Best practices for overriding isEqual: and hash

How do you properly override isEqual: in Objective-C? The "catch" seems to be that if two objects are equal (as determined by the isEqual: method), they must have the same hash value.

The Introspection section of the Cocoa Fundamentals Guide does have an example on how to override isEqual:, copied as follows, for a class named MyWidget:

- (BOOL)isEqual:(id)other {
    if (other == self)
        return YES;
    if (!other || ![other isKindOfClass:[self class]])
        return NO;
    return [self isEqualToWidget:other];
}

- (BOOL)isEqualToWidget:(MyWidget *)aWidget {
    if (self == aWidget)
        return YES;
    if (![(id)[self name] isEqual:[aWidget name]])
        return NO;
    if (![[self data] isEqualToData:[aWidget data]])
        return NO;
    return YES;
}

It checks pointer equality, then class equality, and finally compares the objects using isEqualToWidget:, which only checks the name and data properties. What the example doesn't show is how to override hash.

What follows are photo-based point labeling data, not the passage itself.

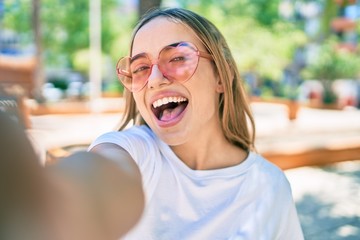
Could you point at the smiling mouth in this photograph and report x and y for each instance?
(168, 108)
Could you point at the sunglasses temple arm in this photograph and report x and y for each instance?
(124, 73)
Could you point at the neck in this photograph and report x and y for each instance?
(210, 152)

Let's assume there are other properties that do not affect equality, say age. Shouldn't the hash method be overridden such that only name and data affect the hash? And if so, how would you do that? Just add the hashes of name and data? For example:

- (NSUInteger)hash {
    NSUInteger hash = 0;
    hash += [[self name] hash];
    hash += [[self data] hash];
    return hash;
}

Is that sufficient? Is there a better technique? What if you have primitives, like int? Convert them to NSNumber to get their hash? Or structs like NSRect?

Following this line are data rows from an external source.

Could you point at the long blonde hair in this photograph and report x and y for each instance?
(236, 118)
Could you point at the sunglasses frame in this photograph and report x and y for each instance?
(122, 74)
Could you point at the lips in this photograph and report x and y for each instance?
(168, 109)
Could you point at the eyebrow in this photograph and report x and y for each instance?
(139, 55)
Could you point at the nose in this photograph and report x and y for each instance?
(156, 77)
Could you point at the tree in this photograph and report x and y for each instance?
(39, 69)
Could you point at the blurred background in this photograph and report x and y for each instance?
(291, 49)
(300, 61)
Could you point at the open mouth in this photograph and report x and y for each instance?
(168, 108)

(Brain fart: Originally wrote "bitwise OR" them together with |=. Meant add.)


Solution 1:

Start with

 NSUInteger prime = 31;
 NSUInteger result = 1;

Then for every primitive you do

 result = prime * result + var

For objects you use 0 for nil and otherwise their hashcode.

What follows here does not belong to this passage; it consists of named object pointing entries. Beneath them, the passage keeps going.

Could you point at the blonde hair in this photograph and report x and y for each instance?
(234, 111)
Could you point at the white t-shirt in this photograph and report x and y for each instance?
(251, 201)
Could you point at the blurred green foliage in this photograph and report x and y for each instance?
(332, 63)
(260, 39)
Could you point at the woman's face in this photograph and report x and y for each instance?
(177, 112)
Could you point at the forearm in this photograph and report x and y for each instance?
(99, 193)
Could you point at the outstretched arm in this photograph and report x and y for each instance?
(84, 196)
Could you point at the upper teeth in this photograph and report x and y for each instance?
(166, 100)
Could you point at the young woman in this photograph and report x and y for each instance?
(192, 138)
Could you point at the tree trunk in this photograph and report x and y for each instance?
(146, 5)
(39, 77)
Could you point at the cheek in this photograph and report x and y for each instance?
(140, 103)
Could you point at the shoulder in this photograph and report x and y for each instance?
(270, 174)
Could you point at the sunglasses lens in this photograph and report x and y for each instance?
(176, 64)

 result = prime * result + [var hash];

For booleans you use two different values

 result = prime * result + ((var)?1231:1237);

Explanation and Attribution

This is not tcurdt's work, and comments were asking for more explanation, so I believe an edit for attribution is fair.

This algorithm was popularized in the book "Effective Java", and the relevant chapter can currently be found online here. That book popularized the algorithm, which is now a default in a number of Java applications (including Eclipse). It derived, however, from an even older implementation which is variously attributed to Dan Bernstein or Chris Torek. That older algorithm originally floated around on Usenet, and certain attribution is difficult. For example, there is some interesting commentary in this Apache code (search for their names) that references the original source.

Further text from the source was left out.